As the content of Budget 2023 continues to be examined, many farmers will be wondering how their finances will be impacted in the coming months.

The €11 billion budget presented yesterday (Tuesday, September 27) saw the government outline various economic and welfare actions focused on the deepening cost-of-living and energy crises.

The single biggest measure, costing nearly €900 million, is a permanent increase in all social welfare payments of €12/week.

Agriland, along with financial services firm BDO Ireland, have examined several case studies to determine what the impact of the government’s financial plan will have on the farming community.

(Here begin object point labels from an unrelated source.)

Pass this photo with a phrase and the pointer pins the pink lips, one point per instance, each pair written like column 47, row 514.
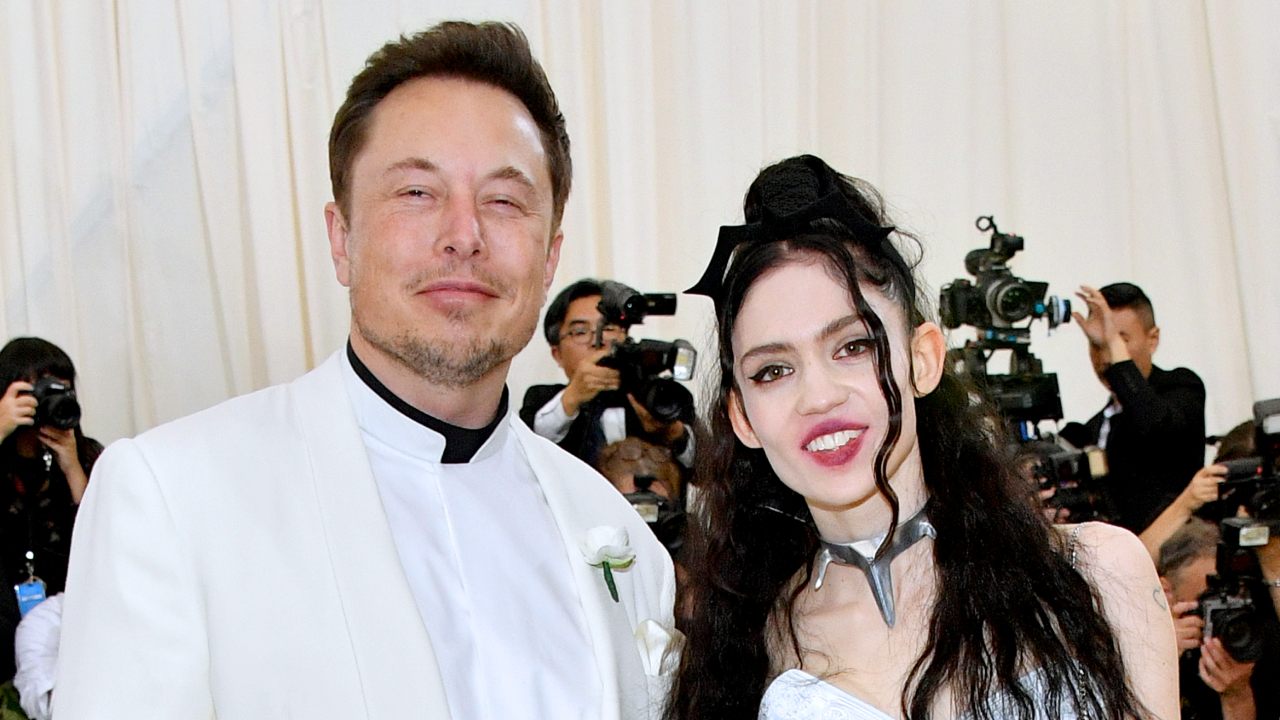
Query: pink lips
column 842, row 454
column 457, row 291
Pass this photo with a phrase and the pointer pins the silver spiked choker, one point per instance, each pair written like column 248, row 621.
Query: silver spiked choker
column 862, row 554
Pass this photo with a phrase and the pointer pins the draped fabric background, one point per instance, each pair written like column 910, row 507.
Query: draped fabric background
column 163, row 165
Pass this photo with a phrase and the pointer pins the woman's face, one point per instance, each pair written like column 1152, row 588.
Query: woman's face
column 803, row 360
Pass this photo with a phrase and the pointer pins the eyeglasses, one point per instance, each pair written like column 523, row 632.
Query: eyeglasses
column 583, row 335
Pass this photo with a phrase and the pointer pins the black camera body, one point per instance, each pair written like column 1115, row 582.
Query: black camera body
column 663, row 515
column 1232, row 616
column 1230, row 604
column 55, row 404
column 1069, row 473
column 999, row 297
column 991, row 305
column 648, row 369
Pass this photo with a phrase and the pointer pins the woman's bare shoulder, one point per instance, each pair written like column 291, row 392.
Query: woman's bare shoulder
column 1109, row 548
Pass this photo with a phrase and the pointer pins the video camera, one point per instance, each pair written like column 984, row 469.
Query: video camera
column 1229, row 606
column 648, row 368
column 1025, row 395
column 999, row 299
column 664, row 516
column 1066, row 477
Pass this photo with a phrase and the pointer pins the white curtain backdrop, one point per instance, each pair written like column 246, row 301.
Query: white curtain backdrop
column 163, row 165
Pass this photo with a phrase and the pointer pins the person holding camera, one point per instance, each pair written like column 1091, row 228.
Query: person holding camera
column 1152, row 428
column 590, row 413
column 45, row 460
column 1214, row 683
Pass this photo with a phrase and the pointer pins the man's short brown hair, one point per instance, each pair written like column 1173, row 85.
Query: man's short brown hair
column 494, row 54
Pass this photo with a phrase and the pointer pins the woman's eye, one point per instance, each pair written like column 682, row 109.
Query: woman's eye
column 769, row 373
column 855, row 347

Figures in these case studies are based on statistics included in the Teagasc National Farm Survey 2021 and experts working within the industry.

Sheep farmer case study

In this article, we consider how Budget 2023 will impact a full-time sheep farmer with a flock of 140 ewes on a 45ha holding.

The 66-year-old farmer has an estimated annual gross output of €61,000, costs are running at €40,000 which leaves a profit of €21,000.

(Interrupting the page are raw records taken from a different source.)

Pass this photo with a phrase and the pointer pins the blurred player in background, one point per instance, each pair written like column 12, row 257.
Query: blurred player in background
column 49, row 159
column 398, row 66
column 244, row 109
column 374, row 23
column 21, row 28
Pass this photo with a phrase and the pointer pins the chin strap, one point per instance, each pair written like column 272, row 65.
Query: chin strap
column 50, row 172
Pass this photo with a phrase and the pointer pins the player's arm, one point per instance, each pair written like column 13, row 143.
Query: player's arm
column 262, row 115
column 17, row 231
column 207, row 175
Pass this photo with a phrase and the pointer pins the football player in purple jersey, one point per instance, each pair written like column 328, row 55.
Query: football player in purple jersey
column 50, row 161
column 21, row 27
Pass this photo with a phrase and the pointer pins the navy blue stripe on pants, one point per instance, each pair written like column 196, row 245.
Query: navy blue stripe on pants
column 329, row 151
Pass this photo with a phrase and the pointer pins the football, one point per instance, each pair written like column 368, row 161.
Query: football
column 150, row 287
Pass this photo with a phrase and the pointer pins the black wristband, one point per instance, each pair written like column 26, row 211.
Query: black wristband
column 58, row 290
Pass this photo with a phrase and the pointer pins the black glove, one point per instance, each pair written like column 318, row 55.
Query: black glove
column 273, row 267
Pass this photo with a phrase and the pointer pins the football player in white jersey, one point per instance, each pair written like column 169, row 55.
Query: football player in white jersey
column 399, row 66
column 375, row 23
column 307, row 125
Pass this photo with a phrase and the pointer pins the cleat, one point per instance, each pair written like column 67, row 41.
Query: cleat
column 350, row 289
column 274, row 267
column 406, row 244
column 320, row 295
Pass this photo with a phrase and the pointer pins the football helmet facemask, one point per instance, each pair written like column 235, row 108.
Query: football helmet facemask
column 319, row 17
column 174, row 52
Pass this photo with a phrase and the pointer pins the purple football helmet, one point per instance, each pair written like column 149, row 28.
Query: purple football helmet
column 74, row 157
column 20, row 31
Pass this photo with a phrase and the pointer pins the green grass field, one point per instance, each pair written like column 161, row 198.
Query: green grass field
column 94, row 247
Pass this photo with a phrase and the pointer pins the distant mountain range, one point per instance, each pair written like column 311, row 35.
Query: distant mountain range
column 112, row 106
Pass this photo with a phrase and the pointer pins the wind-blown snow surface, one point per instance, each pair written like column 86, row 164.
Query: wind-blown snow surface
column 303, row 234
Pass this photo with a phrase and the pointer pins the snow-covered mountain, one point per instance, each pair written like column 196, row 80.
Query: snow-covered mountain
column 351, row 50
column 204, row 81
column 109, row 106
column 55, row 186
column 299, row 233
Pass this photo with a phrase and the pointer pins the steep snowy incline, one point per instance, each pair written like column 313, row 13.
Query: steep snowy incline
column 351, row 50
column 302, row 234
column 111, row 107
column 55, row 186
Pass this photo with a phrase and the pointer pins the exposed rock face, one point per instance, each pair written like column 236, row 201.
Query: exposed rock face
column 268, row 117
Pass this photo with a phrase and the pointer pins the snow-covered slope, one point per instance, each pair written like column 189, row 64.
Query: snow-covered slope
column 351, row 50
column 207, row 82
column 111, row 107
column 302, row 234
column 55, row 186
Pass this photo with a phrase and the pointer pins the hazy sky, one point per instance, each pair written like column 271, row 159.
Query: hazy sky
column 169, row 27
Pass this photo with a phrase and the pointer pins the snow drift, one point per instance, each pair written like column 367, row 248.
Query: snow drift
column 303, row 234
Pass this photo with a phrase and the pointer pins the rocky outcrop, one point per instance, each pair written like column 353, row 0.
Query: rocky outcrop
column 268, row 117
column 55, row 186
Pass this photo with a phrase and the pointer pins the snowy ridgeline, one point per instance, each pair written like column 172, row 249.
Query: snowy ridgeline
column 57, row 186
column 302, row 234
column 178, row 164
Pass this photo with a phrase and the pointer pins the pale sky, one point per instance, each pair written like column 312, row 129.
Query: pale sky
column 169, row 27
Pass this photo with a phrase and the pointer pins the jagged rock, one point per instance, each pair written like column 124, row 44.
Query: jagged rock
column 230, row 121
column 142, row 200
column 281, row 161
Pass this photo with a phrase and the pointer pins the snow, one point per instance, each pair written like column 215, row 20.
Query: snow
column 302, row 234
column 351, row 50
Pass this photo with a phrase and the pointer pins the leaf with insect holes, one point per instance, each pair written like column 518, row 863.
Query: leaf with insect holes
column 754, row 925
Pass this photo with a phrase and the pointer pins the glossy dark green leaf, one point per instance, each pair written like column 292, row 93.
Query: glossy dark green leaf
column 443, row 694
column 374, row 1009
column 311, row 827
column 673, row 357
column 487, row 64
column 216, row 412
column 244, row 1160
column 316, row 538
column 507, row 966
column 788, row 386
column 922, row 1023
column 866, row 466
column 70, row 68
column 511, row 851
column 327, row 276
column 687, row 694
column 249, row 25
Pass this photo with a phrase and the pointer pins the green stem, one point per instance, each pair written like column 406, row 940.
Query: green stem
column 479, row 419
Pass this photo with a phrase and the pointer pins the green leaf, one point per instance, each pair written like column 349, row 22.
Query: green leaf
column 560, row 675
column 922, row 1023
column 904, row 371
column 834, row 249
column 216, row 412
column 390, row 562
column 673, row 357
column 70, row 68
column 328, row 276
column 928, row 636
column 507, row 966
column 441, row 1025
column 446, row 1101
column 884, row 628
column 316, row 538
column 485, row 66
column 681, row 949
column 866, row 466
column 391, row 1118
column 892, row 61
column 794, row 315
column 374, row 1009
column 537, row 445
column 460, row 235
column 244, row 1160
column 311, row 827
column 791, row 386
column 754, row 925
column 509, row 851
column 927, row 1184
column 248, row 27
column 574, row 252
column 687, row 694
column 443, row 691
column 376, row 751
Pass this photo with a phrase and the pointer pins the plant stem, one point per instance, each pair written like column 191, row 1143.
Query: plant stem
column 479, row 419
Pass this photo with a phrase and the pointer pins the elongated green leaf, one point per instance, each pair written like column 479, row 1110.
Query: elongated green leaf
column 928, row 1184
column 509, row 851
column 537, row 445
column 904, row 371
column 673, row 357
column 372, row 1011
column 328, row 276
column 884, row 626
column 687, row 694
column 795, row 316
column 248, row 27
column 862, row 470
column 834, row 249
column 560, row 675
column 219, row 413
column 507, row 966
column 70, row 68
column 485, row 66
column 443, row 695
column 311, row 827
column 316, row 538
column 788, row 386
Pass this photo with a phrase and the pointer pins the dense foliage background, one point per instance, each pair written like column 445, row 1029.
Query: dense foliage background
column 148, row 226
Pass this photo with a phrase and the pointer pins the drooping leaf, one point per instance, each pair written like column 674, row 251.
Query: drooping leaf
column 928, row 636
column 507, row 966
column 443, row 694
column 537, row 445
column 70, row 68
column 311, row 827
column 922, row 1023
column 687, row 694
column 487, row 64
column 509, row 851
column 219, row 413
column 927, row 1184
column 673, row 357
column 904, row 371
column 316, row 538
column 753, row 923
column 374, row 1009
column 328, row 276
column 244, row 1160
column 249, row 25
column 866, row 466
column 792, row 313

Both the farmer and his wife, who is retired, are in receipt of the state pension. The couple have no dependent children.

The joint income of the married couple, who are both over 65, is above the exemption threshold of €36,000, so they are subject to income tax.

However, as the total income is below the standard rate cut-off for a married couple, it is subject to the 20% income tax rate.

They also are liable for Universal Social Charge (USC) on income over €21,000. PRSI does not apply, due to the couple’s age.

Data: BDO Ireland

Due to the social welfare payment increases in Budget 2023, the state pension will increase by €12/week or an estimated €635/year.

This means that the sheep farmer and his wife will benefit by an extra €1,318, resulting in a joint income of €46,648.

Their total tax liability will fall by €46 to €2,474.

As part of the government response to the rising cost-of-living, the couple will receive a double pension payment in October and December.

They will also be able to avail of €600 worth of electricity credits allocated to every household. This will be paid in three €200 installments, the first of which will be made before Christmas.

The sheep farmer will continue to benefit from a double deduction in marked gas oil (green diesel) as there was no change to section 664A in Budget 2023.